Closed sandrejev closed 3 months ago
Thanks for looking at both packages. My personal testing matches your observations. I have a few thoughts:
1) lightgbm
isn't a random forest library by default. Yes, it has random forest capabilities, but it suffers from 1 fatal flaw. It does not use resampling (bagging). This results in worse performance from lightgbm
random forests than ranger
random forests.
2) lightgbm
isn't necessarily faster. lightgbm is extremely fast, but because of the way it is set up, it parallelizes the column search for optimal splits, instead of parallelizing the tree building. Ranger parallelizes the tree building, which results in less cpu idle time.
3) sklearn
random forests take up a TON of memory. This package originally used sklearn
random forests, but I eventually had to switch because they were too slow and memory intensive.

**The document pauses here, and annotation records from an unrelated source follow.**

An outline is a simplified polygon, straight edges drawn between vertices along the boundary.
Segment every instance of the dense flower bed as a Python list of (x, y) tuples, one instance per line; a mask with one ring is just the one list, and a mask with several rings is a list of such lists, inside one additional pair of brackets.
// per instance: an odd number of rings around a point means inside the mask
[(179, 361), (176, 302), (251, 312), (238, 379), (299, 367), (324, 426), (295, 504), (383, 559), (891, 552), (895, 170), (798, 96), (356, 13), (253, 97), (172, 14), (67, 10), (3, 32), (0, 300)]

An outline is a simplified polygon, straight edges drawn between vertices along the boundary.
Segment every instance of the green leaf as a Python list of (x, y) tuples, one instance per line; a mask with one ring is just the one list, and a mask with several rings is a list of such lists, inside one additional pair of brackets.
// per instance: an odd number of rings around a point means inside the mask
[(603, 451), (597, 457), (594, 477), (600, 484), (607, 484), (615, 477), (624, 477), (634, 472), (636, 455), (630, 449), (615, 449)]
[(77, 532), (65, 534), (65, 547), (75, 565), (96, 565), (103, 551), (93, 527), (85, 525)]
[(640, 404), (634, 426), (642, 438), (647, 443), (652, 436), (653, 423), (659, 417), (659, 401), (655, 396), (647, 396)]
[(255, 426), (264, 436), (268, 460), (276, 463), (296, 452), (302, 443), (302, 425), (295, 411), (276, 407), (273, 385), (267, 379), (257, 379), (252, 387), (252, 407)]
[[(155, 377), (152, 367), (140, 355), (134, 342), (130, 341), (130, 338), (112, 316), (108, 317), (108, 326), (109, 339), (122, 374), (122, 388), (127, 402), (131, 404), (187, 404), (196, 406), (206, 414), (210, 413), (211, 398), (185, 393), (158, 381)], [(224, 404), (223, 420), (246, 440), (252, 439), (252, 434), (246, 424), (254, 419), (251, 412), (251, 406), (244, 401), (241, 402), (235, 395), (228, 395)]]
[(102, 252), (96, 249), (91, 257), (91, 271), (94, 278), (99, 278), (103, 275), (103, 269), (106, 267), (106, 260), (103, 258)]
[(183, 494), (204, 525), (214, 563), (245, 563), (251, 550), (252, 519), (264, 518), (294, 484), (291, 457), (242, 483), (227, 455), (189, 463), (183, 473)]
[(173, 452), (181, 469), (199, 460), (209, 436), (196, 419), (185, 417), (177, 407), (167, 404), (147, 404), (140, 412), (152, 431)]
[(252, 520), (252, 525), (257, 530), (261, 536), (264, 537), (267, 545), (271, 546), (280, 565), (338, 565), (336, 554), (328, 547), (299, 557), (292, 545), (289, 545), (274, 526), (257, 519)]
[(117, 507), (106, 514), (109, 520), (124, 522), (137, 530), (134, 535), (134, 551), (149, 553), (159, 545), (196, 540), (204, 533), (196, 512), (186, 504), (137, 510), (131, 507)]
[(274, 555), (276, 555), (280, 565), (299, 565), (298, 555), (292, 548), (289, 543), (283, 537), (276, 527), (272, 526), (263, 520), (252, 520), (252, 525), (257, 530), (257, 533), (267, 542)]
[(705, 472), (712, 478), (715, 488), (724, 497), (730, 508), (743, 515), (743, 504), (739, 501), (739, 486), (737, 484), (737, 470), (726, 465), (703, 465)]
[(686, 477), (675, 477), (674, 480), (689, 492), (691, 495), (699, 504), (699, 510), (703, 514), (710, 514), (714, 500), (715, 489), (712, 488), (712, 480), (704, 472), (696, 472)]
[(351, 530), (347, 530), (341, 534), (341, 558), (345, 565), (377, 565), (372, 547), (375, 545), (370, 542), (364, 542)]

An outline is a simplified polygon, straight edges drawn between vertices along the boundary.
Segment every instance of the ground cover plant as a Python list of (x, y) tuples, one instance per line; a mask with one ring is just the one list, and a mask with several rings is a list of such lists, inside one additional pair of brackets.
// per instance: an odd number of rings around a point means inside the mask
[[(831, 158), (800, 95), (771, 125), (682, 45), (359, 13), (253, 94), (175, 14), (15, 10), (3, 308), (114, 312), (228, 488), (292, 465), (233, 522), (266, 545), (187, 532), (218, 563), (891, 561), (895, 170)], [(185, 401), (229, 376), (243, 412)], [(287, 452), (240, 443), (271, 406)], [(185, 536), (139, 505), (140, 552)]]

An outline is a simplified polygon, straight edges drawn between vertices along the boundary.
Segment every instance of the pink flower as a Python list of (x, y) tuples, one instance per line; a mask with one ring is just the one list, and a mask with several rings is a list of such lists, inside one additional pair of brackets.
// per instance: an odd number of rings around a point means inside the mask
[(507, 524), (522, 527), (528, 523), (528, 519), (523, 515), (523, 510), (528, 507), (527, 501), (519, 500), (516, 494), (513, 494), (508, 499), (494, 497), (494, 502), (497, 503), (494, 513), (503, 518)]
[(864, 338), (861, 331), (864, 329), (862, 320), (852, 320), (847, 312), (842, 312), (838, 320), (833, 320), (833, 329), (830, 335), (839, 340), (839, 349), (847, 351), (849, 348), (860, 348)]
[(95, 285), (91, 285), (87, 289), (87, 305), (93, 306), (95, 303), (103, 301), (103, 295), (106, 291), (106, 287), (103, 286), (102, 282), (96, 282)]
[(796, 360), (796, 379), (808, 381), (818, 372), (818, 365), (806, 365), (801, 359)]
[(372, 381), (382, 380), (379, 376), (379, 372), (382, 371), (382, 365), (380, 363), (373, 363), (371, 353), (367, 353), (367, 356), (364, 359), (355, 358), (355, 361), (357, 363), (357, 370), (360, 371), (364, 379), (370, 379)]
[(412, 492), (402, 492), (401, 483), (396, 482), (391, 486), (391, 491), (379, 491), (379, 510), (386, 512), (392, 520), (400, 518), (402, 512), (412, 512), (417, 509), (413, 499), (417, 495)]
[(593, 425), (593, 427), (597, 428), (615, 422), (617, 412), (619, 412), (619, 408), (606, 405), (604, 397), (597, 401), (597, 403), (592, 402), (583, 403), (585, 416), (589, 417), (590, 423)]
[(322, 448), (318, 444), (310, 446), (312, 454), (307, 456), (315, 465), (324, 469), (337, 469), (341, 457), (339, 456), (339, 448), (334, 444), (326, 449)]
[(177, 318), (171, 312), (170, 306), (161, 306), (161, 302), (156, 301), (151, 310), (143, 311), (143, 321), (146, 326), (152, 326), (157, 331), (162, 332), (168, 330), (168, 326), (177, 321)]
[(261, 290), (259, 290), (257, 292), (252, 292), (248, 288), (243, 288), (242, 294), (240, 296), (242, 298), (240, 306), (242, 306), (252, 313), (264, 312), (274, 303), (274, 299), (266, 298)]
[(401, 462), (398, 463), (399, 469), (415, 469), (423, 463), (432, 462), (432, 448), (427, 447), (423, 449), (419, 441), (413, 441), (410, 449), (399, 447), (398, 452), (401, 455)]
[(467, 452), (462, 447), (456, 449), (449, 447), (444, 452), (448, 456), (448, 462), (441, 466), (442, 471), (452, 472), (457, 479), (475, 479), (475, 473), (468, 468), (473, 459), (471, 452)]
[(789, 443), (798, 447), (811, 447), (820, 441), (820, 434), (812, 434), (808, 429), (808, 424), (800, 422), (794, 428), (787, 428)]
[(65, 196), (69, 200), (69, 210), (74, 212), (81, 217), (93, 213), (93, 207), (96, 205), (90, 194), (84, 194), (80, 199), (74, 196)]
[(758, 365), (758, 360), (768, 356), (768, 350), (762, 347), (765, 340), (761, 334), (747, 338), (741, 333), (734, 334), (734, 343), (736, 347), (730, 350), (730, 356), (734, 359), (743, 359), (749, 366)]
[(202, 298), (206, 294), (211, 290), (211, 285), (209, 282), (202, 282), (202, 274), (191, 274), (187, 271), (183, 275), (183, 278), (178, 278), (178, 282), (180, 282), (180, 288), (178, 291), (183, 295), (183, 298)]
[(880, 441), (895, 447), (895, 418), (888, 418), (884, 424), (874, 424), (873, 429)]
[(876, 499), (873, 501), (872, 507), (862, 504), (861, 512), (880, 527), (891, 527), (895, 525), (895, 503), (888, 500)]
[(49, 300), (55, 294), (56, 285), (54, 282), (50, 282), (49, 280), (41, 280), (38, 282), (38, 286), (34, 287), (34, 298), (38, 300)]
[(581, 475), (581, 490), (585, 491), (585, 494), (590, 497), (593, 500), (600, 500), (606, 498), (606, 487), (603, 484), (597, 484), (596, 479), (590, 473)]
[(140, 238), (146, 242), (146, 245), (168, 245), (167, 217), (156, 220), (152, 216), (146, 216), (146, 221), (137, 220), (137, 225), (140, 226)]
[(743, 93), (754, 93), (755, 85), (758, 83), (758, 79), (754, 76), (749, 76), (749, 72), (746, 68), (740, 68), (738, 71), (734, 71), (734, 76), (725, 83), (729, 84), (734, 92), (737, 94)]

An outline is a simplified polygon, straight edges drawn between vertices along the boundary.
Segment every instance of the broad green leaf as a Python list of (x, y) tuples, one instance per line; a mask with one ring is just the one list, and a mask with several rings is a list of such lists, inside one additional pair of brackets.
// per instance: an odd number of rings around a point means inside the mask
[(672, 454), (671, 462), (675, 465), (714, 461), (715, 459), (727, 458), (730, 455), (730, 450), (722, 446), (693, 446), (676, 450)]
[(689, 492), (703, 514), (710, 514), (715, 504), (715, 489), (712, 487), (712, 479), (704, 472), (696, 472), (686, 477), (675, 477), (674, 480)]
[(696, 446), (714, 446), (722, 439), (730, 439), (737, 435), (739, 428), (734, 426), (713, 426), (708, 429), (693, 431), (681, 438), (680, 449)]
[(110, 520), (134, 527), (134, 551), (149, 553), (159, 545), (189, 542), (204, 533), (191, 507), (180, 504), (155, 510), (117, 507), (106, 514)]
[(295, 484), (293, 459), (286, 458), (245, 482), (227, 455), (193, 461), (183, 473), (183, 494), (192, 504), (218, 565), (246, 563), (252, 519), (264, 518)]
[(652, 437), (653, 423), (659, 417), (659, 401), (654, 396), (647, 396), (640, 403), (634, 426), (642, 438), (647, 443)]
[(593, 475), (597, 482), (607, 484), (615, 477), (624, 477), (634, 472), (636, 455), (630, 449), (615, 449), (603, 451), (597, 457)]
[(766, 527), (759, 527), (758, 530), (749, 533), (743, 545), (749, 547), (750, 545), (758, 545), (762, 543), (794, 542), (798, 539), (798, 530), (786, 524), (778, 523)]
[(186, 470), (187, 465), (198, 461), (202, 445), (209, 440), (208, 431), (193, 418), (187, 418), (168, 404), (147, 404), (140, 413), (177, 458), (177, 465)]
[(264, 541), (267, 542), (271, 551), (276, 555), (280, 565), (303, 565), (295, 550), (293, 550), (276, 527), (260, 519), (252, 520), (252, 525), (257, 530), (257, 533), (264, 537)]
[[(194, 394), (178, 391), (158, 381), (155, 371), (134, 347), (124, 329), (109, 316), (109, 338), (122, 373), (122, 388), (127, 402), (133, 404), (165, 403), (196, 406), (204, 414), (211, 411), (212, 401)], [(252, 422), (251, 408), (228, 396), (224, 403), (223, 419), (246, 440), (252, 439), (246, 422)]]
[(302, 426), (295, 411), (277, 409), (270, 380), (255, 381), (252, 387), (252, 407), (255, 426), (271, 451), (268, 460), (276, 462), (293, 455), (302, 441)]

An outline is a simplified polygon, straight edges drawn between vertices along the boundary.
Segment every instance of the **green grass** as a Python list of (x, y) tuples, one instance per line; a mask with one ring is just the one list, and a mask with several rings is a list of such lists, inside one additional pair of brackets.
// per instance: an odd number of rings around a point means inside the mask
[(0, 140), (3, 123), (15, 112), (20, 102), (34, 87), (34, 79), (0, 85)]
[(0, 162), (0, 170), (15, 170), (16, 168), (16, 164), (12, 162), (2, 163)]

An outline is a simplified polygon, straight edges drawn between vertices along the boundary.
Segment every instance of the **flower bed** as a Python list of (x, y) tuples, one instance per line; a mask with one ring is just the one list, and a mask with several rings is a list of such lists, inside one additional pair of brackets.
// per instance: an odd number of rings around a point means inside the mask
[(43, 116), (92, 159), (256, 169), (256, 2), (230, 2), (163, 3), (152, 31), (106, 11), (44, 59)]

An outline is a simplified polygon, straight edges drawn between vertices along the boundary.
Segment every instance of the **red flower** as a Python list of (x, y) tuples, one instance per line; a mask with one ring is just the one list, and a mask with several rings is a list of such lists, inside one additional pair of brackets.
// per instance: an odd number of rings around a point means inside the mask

Overall miceRanger gives better performance, and I think it's faster. If you want to speed up performance, try feeding different parameters to ranger
through the dots, such as subsample fraction and mtry. You can also decrease the max_depth to make it much faster.
Hi, first of all great package, both miceRanger and miceForest, congratulations! I am imputing large dataset 25000x6000 of proteomic data. miceRanger gives the best performance and it is also much faster than many other algorithms, but I want to speed up the process as this will be a pipeline with more datasets to come. Right now I am using miceRanger in R but I was wondering whether miecForest is faster (for whatever reason). Have you ever compared the two?